Thomas von Unwerth ne è convinto: ben presto la tecnologia delle celle a combustibile compirà grandi progressi nell’elettromobilità. “I primi costruttori di auto tedeschi hanno annunciato che, all’inizio del prossimo decennio, avvieranno la produzione in serie di veicoli a idrogeno con numeri rilevanti. L’argomento sembra di interesse anche presso il mondo politico. Nell’ultimo accordo di coalizione, le celle a combustibile non erano neppure menzionate.

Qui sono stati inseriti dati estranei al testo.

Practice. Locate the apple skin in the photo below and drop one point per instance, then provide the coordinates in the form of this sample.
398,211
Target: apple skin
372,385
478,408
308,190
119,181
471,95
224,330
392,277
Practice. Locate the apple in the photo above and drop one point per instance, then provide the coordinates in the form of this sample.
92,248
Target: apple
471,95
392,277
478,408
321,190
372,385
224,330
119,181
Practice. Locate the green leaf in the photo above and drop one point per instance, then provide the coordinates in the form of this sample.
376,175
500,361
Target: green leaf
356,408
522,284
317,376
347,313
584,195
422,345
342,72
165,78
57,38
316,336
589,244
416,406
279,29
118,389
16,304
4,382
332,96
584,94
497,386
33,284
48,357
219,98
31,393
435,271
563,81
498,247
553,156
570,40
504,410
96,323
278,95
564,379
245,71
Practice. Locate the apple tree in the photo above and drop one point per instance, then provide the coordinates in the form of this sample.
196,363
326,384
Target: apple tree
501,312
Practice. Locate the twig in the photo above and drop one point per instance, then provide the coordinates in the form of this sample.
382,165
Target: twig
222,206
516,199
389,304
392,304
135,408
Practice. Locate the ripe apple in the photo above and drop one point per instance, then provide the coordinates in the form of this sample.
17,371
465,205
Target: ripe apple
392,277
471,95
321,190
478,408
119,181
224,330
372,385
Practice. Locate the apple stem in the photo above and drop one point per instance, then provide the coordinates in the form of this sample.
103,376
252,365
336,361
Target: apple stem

La versione attuale le cita perlomeno sette volte”, dice ridendo. Guardando al futuro, l’esperto in celle a combustibile non ha dubbi di fronte al quesito su quale tecnologia detterà legge nell’elettromobilità:


“Entrambe”. Su questo Mareike Wolter e Thomas von Unwerth sono d’accordo, anche se con motivazioni differenti. “Batterie e celle a combustibile si completano. Le batterie rendono subito disponibile la potenza, mentre le celle a combustibile impiegano qualche secondo in più quando si schiaccia l’acceleratore. Anche le automobili a idrogeno necessitano pertanto di una batteria per raggiungere rapidamente il picco di potenza. Per contro, le auto a batteria potrebbero sfruttare le celle a combustibile sotto l’aspetto dell’autonomia. Secondo il mio parere, celle a combustibile e batterie si integrano in un sistema di propulsione completo. Servono batterie ad elevata efficienza più piccole, durature, potenti e rispettose dell’ambiente” afferma von Unwerth. Per la massa, la batteria da sola non è considerabile come un’opzione: “In tutto il mondo si contano attualmente oltre 1,3 miliardi di veicoli, con un trend in crescita. Ritengo che sia impossibile costruire un’infrastruttura di colonnine di carica per così tanti veicoli.” Puntualizza l’esperta in batterie: “Installare un’infrastruttura di ricarica di queste proporzioni è sicuramente una sfida. Dal mio punto di vista, ci si dovrebbe pertanto concentrare piuttosto su concetti di mobilità più efficienti, come potrebbero essere ad esempio il car sharing o un potenziamento dei mezzi pubblici.”

Per Mareike Wolter, il proprio lavoro non è in concorrenza con la ricerca sulle celle a combustibile anche per un altro motivo: “Esistono scenari in cui i veicoli elettrici a batteria funzionano bene, come nel contesto urbano, e altri dove funzionano meglio, ed è il caso del traffico pesante.” Gli scienziati concordano: per portare a regime l’elettromobilità in Germania, occorre una maggiore pressione politica. “Perché i costruttori di automobili dovrebbero darsi tanto da fare se le loro auto dotate di motori a combustione interna continuano a vedersi? A molti consumatori le auto elettriche attualmente disponibili sul mercato semplicemente non piacciono, oppure vengono considerate troppo costose. Qui deve intervenire il legislatore”, esige von Unwerth. La Wolter auspica un maggior impegno dello Stato in materia di finanziamenti: “In Cina, dove la legge lo impone, i costruttori tedeschi di automobili stanno già realizzando grandi progetti nel campo dell’elettromobilità, mentre in Germania c’è scarso entusiasmo verso una partecipazione finanziaria in una ricerca che è appena all’inizio. Stanziamenti a favore della ricerca aiuterebbero l’evoluzione”. E così entrambi i ricercatori confidano nella politica e intravedono un avvenire di pacifica coesistenza: “Ognuno troverà il proprio spazio”, dicono.